The Surfacide Helios consists of three light towers that work in unison, using ultraviolet energy (UV-C) to kill germs. The towers are being used in isolation rooms after a patient has been discharged and during the cleaning of operating rooms.

“This is a second line of defense,” said Jesse Broadwater, Mon General Hospital Director of Environmental Services. “It doesn’t take the place of physical cleaning. We still do our normal cleaning, using bleach from top to bottom."

After a room has been manually cleaned, the Surfacide Helios UV-C disinfection system is strategically positioned in the room. In less than 30 minutes, the three towers can destroy infection-causing organisms, including MRSA (methicillin-resistant Staphylococcus aureus), C-diff (Clostridium difficile), bacteria, viruses and spores.

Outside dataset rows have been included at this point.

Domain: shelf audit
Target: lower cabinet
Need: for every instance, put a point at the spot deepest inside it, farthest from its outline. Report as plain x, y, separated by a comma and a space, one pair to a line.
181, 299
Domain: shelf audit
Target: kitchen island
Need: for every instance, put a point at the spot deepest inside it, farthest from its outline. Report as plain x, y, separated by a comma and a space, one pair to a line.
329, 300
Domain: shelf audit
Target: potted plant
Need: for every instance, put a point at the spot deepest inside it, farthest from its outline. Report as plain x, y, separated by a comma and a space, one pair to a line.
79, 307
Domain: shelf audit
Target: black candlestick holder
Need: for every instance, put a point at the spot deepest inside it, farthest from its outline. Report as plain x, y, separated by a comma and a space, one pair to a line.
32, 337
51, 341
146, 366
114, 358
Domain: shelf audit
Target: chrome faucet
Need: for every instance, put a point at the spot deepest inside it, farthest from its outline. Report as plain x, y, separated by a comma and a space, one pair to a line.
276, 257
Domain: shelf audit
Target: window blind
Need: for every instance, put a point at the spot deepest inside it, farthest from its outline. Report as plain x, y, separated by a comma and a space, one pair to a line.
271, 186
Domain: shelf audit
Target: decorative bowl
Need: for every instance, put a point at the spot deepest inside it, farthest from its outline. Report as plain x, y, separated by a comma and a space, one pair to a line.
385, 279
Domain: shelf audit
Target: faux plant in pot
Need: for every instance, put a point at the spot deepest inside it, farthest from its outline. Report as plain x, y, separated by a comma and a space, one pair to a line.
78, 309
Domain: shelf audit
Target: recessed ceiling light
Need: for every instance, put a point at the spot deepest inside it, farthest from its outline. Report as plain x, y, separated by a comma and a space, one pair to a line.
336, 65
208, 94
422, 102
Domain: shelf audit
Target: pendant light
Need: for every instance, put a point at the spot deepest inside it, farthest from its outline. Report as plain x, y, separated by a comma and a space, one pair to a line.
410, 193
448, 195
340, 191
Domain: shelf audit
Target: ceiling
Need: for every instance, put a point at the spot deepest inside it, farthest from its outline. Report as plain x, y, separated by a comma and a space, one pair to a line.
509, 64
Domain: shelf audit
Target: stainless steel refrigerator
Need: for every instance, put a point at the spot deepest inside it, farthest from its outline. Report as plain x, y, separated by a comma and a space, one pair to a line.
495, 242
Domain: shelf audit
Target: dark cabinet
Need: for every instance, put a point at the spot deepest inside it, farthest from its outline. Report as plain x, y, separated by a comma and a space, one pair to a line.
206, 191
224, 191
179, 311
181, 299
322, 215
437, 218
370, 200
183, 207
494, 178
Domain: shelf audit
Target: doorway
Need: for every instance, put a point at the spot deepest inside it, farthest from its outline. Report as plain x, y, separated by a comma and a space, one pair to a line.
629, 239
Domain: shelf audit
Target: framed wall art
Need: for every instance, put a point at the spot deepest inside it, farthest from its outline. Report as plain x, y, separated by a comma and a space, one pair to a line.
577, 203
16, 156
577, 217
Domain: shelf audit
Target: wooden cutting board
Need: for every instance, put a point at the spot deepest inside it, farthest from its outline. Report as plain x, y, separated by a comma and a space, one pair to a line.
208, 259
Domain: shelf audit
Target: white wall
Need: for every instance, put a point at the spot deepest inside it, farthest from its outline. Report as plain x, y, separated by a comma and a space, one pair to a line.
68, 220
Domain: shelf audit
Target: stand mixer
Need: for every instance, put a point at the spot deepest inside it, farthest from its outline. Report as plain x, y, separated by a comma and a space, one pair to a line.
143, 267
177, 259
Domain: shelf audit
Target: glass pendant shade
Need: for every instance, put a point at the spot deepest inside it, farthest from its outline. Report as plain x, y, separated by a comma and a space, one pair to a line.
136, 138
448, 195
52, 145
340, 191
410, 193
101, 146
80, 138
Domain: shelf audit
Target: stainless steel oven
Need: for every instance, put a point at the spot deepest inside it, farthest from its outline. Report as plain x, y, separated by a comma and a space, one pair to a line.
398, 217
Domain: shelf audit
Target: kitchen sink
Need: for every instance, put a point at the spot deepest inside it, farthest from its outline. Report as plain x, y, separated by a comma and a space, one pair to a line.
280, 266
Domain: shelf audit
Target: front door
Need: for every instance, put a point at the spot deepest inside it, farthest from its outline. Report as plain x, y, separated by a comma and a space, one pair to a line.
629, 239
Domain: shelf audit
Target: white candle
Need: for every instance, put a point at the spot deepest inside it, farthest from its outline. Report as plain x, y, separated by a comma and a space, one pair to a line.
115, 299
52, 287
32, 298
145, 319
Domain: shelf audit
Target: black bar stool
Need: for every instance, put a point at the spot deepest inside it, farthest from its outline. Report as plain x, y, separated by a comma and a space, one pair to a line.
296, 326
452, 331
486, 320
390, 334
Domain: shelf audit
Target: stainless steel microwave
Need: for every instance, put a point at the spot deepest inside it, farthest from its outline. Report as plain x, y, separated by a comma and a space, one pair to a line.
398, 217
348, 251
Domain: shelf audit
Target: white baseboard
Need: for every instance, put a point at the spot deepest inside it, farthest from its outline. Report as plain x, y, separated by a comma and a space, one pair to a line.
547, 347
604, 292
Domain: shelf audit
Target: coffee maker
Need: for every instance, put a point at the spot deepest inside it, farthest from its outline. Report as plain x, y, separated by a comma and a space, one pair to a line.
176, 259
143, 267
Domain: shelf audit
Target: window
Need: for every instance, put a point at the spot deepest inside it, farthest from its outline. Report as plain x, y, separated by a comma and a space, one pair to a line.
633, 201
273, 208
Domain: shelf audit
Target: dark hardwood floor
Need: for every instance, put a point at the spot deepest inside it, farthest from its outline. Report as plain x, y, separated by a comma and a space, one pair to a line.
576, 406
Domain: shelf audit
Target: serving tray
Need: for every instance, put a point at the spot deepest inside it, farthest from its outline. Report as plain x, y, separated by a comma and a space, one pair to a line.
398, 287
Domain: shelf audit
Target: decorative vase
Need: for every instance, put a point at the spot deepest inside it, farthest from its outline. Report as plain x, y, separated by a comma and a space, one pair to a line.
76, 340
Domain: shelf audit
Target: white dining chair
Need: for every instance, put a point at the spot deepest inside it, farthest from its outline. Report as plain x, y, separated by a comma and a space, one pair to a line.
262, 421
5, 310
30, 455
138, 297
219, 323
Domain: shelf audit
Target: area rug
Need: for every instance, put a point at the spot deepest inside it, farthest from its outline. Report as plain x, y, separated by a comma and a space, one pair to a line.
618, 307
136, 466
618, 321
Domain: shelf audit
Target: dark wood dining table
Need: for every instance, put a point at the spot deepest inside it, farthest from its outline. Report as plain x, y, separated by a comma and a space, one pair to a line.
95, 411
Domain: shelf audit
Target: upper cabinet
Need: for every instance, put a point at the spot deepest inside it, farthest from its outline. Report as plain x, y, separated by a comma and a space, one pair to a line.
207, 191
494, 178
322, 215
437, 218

No one can be in the room while the system is working. The system generates an intense bright light. Warning signs are placed outside the door of a room being cleaned and sensors will shut off the towers if someone inadvertently enters the room.

The system is controlled by a tablet computer. Once activated, the towers map the room with a laser and calculate disinfection time. Once disinfection is complete, patients can be immediately admitted to the room.

“Mon General has one of the lowest infection rates in West Virginia and in the nation,” Broadwater said. “With the Surfacide Helios Ultraviolet Light Disinfection System, we want to stay on top of that and improve if we can.”

Mon General has two sets of three Surfacide light towers.